Une caméra personnelle, aussi proche des personnages que du spectateur

Un film de bande
Chaque scène de groupe semble improvisée, filmée à l’insu des personnages. Comme l’affirmait Jean-Michel Blais, le compositeur de la bande son (que nous avions rencontré à Cannes)  « C’est de l’impro, et c’est tellement de l’impro que ce n’est pas voulu que ce soit de l’impro… ». L’équilibre se trouve grâce à l’unité du groupe, tout aussi fusionnel dans la rapidité des plans serrés que dans la tranquillité des plans d’ensemble. Xavier Dolan nous montre que hors de la bande, la vie est bien morne. Que ce soit du coté de Matthias et de sa vie très (trop) rangée ou du coté de Maxime et de sa vie très (trop) chaotique. Alors qu’on ressentait le poids de Ma Vie avec John F. Donovan sur les épaules de Dolan, on ressent ici toute la légèreté de ce film fait entre potes.
L’image est granuleuse, la caméra nerveuse. Entre d’abrupts plans serrés, lors des tensions au sein du groupe notamment, et de doux plans larges — les scènes sur le lac, Matthias au milieu de la route — la caméra est en osmose avec les sentiments des personnages, et crée lentement l’émotion. Quand Matthias et Maxime s’embrassent, la caméra se calme, les plans sont fixes, le temps s’arrête. Chaque scène se construit finalement plus autour de ces émotions que de la continuité de l’histoire. Le départ en Australie de Maxime, qui organise tout le récit, est un catalyseur émotionnel plus que le fil d’une structure narrative. Il sert de socle aux scènes d’adieux et de confrontations, où se concentre la force émotionnelle du film.

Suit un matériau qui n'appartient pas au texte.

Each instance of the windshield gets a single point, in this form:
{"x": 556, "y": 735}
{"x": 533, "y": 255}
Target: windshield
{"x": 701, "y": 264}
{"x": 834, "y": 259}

Une esthétique de l’émotion
Les couleurs assombries presque ternes par moment, changent de celles, flashy, de Lawrence Anyways ou des Amours Imaginaires ; ici, les personnages ne sont pas embellis par l’image, mais par les émotions qu’ils font passer. Xavier Dolan, joue avec les détails universels, qui nous frustrent, attristent ou rendent heureux, mais ne sont pas assez grands pour appartenir à un récit cinématographique. Les personnages ne fondent pas en larmes, mais ont les larmes aux yeux ; ils n’éclatent pas de rire, mais ont le sourire aux lèvres. Et il est facile de se retrouver dans ces nuances d’émotions du quotidien. S’il fait moins de remous que ses précédents films, Matthias et Maxime peut être vu comme une synthèse de la filmographie de Dolan. Des plus anciens, il garde l’authenticité des personnages et de l’écriture, mais abandonne leur esthétisme superficiel. Des plus récents, il conserve une image plus sombre et des plans moins ostensiblement construits, mais laisse de coté les personnages auxquels il est difficile voire impossible de s’identifier. Témoignage générationnel sur les relations amicales (et plus) Matthias et Maxime ne donne qu’une envie en sortant : aller boire un verre entre potes.